- Location of Wollaberg
- Wollaberg Wollaberg
- Coordinates: 48°43′20.11″N 13°40′18.34″E﻿ / ﻿48.7222528°N 13.6717611°E
- Country: Germany
- State: Bavaria
- Admin. region: Niederbayern
- District: Freyung-Grafenau
- Municipality: Jandelsbrunn
- Elevation: 769 m (2,523 ft)

Population (2006-12-31)
- • Total: 500
- Time zone: UTC+01:00 (CET)
- • Summer (DST): UTC+02:00 (CEST)
- Postal codes: 94118
- Dialling codes: 08581
- Vehicle registration: FRG
- Website: www.wollaberg.de

= Wollaberg =

Wollaberg is a small town in the district of Freyung-Grafenau in Bavaria in Germany.

== Geography ==
Wollaberg is situated in the southern Bavarian Forest, near the borders with the Czech Republic and Austria, and not far from Passau, often referred to as the gateway to the Bavarian Forest. It lies at an elevation of 769 metres above sea level and has a population of around 500 inhabitants.

Wollaberg is one of seven designated “artists’ villages” in the region, and the local population is predominantly Catholic.

==History==
===Theories behind the name Wollaberg===
There are several theories for the name Wollaberg.

The name Wollaberg may point to a Roman origin because the local Teuton inhabitants called the Romans Walschen or Walchen. This hypothesis was proposed by Georg Brand, pastor in Wollaberg from 1893 to 1903. However, Wollaberg is situated outside the boundaries of the former Roman Empire. Perhaps scattered Romans settled here when the Roman Empire collapsed.

Alternatively, Wollaberg could come from wallern (wallfahren), which one can rather assume. Probably already in the 12th century a little church stood on the Wollaberg. Freyung church bills mention pilgrimages since 1591 and especially in the year of plague 1599 "when they went to Wallenperg".
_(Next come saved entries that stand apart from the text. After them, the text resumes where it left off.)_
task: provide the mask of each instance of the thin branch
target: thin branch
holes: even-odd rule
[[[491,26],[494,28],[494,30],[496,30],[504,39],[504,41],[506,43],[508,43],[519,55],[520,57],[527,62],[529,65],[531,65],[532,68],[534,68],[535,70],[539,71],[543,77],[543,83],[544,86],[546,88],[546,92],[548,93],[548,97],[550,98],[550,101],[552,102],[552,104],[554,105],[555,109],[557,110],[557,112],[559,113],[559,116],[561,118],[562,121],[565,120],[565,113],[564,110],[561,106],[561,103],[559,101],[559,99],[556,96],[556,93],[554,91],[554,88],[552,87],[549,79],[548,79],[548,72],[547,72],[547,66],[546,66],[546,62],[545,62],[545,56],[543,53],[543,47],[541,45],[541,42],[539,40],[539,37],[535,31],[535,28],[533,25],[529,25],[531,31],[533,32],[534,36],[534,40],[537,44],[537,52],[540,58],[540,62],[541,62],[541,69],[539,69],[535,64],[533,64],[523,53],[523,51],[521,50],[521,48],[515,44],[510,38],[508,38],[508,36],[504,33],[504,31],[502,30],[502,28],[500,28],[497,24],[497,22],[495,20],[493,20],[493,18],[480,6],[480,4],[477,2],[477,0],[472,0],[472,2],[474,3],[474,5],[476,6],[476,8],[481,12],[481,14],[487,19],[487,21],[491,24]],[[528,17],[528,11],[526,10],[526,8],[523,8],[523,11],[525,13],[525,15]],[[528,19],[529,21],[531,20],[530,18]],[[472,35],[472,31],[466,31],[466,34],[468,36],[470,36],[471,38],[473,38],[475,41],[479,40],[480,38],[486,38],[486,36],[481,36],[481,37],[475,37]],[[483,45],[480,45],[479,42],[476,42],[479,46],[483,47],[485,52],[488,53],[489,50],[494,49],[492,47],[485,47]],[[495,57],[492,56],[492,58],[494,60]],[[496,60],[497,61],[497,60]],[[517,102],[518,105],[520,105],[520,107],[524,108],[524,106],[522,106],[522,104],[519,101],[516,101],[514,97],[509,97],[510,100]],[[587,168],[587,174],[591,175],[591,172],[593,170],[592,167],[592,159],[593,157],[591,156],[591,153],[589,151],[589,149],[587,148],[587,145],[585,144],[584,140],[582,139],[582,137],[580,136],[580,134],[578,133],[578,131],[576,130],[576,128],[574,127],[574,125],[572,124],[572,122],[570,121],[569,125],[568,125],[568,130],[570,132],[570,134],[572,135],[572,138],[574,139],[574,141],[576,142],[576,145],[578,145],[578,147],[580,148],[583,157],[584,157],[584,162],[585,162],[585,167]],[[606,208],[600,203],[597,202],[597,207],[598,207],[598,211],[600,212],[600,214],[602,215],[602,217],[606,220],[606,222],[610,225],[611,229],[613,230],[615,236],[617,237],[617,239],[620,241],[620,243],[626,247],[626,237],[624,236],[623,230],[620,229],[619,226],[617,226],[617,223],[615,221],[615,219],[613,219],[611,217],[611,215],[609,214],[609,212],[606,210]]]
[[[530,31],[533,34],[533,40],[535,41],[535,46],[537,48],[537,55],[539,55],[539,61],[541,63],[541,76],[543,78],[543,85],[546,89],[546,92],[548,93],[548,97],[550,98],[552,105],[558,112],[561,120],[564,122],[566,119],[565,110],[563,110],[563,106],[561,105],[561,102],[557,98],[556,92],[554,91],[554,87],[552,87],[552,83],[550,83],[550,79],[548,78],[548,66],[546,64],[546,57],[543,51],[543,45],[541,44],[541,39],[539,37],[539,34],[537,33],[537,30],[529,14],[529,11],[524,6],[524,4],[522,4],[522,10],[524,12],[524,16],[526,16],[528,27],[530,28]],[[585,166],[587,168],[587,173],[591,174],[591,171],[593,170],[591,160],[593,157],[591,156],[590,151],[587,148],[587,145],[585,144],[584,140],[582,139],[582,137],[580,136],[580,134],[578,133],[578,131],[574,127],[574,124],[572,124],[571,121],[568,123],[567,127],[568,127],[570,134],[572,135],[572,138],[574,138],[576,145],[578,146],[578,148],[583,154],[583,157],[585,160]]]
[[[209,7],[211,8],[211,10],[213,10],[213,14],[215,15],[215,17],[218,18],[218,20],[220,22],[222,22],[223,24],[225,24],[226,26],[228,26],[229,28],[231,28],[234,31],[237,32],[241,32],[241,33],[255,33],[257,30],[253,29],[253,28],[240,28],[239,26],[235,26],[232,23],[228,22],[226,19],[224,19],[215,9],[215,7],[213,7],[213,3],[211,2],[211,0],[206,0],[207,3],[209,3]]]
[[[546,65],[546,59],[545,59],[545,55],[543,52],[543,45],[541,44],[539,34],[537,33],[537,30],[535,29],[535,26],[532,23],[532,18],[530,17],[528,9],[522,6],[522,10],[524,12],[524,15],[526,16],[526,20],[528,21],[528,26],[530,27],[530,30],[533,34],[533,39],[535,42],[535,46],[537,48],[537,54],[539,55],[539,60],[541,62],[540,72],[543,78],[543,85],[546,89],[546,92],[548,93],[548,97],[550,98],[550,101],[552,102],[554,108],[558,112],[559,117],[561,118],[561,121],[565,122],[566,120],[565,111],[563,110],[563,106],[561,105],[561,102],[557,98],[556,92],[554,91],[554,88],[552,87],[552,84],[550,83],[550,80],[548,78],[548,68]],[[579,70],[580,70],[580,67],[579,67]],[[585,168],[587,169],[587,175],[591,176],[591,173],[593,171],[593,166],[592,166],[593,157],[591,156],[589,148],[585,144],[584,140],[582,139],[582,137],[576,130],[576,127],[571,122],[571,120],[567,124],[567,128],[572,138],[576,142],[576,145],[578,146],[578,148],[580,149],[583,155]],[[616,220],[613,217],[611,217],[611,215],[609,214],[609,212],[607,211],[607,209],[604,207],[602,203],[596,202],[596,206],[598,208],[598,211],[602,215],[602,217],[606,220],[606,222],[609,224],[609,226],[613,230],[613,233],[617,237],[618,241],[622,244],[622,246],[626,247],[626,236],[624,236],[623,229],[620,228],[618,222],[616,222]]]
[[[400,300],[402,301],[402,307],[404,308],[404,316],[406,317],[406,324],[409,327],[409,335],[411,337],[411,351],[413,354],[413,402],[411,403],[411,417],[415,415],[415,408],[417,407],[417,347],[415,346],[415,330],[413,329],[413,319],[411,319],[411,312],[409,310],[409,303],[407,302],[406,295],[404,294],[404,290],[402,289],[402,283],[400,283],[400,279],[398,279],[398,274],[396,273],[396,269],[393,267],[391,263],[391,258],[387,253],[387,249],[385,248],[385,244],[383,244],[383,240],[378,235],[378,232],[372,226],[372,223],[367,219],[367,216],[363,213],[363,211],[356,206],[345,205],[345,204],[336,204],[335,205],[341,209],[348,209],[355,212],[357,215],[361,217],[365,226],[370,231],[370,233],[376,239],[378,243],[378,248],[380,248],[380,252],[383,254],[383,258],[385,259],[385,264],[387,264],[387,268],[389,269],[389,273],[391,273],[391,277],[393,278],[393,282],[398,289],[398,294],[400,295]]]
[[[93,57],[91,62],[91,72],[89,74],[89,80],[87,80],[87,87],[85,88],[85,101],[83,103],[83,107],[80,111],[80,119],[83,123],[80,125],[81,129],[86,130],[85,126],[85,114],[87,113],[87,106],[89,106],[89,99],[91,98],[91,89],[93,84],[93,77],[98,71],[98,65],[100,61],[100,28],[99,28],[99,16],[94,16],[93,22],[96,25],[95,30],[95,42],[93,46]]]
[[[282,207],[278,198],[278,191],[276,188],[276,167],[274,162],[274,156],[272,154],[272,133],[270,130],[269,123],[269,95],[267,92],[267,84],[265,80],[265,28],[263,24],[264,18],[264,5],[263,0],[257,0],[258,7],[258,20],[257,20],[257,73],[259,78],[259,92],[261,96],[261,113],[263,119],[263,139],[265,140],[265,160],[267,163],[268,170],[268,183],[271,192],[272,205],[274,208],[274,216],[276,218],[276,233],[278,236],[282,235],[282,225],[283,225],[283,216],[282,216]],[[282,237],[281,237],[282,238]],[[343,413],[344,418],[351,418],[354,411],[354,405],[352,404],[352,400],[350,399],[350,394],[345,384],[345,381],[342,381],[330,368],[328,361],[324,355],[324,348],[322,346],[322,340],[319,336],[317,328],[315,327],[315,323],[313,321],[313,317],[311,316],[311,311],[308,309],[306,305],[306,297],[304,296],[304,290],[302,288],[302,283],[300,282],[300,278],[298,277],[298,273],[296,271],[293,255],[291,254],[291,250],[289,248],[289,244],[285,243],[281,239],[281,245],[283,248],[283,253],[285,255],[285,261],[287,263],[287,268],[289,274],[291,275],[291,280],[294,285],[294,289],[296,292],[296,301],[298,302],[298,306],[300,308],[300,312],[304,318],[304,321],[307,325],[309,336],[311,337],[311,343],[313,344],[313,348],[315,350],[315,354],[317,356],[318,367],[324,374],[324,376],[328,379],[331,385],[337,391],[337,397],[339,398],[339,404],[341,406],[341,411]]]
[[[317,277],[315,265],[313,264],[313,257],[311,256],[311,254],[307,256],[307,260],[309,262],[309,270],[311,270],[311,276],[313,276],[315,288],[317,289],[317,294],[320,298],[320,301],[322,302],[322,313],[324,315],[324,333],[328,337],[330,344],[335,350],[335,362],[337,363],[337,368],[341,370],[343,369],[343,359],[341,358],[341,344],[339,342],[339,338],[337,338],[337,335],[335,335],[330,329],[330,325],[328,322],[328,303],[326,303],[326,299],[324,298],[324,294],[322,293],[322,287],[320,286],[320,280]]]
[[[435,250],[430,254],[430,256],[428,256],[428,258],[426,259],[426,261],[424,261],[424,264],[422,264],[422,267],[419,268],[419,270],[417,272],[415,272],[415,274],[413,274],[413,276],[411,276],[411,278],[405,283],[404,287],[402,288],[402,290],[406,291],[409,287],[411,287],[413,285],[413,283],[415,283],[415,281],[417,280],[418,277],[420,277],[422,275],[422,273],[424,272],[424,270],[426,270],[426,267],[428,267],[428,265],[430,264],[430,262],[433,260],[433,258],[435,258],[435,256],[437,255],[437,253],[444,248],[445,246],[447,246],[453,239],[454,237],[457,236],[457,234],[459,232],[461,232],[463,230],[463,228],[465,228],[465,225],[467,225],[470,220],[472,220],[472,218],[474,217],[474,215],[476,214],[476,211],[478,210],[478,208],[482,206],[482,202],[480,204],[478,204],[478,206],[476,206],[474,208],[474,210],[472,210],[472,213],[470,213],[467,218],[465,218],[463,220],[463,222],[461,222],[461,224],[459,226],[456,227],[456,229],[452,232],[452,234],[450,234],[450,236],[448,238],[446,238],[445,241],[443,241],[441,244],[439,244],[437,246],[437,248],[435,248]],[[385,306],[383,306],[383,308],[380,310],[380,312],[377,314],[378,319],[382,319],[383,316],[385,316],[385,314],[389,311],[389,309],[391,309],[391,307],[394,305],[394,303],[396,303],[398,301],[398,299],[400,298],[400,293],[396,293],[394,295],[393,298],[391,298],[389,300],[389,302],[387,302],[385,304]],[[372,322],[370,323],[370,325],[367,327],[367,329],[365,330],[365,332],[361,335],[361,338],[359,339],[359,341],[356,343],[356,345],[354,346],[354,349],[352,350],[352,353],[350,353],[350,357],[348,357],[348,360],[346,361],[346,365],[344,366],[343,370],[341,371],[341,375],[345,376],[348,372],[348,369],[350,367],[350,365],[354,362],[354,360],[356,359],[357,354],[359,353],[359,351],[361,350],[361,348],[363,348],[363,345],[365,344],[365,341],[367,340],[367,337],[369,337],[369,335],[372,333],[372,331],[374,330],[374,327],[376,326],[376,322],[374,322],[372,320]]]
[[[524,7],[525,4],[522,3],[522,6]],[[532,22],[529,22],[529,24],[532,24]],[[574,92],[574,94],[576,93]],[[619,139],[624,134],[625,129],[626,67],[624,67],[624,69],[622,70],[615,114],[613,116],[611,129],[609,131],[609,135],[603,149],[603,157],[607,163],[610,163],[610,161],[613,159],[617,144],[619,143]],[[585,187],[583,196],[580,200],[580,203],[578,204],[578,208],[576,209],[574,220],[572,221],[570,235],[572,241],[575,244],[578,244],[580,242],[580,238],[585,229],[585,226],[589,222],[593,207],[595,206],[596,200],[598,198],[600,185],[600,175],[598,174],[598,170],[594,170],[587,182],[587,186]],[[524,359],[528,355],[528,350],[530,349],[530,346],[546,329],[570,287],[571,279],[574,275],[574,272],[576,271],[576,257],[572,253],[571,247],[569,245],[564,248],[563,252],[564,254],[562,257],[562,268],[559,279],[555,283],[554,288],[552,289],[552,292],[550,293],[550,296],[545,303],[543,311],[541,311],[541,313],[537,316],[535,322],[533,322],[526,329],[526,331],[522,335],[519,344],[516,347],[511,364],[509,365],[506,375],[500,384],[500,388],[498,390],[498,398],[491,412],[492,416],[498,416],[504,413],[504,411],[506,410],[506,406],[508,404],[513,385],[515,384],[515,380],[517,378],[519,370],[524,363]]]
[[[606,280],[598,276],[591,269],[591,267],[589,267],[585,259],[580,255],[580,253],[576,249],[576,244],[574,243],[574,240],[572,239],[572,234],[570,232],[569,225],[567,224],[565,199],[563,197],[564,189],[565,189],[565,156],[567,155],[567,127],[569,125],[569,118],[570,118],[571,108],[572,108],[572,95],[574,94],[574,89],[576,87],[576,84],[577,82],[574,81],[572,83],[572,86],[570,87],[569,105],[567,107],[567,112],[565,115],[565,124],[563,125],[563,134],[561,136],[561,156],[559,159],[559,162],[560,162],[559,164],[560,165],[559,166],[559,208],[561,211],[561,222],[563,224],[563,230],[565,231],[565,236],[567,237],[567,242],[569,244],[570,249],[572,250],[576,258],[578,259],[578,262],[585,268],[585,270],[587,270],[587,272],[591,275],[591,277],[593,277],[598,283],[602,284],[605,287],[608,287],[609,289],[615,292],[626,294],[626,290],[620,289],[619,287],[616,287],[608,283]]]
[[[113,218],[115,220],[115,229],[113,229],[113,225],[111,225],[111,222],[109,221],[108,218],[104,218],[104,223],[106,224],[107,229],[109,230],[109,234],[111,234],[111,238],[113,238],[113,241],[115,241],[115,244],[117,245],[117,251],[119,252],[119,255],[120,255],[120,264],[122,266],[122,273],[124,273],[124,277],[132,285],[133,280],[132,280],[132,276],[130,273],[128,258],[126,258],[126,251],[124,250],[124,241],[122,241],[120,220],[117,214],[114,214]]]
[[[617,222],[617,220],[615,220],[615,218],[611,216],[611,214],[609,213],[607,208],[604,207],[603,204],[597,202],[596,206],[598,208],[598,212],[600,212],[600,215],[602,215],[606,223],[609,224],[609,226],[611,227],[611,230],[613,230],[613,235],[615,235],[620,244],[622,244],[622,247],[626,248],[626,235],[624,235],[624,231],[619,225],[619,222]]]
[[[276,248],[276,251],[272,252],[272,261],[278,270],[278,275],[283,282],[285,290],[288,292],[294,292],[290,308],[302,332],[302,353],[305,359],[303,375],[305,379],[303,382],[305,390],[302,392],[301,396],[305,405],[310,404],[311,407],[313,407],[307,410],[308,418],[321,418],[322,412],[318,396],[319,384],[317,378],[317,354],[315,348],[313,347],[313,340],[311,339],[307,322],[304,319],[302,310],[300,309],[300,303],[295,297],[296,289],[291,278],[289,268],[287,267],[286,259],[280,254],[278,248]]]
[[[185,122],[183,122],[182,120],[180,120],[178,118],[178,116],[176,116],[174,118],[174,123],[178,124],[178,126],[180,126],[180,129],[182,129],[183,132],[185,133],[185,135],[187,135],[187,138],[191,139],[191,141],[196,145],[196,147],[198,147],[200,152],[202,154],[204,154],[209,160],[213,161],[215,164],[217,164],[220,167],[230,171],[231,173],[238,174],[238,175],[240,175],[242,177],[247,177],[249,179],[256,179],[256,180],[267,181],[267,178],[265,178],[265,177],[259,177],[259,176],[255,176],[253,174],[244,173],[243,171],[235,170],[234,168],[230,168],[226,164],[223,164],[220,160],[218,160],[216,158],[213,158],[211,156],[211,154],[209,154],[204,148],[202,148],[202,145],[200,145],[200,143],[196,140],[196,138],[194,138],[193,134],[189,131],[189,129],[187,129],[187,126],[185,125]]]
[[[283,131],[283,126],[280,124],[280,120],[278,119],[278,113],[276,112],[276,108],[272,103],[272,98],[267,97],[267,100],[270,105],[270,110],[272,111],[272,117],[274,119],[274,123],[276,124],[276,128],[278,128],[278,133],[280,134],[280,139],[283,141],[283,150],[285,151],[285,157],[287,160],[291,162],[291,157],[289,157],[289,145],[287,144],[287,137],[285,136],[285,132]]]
Another theory was pursued by Wollaberg-born prelate Dr. Schmöller. He considered that Wollaberg was formed from the surrounding villages around 1257, because at that time this area was given by the Bishop of Passau, Otto von Lonsdorf, as a fief to the nearby castles to pay his war debt. Therefore, the owners of these castles tried as soon as possible to settle in this area in order to gain income themselves from tithes and rents.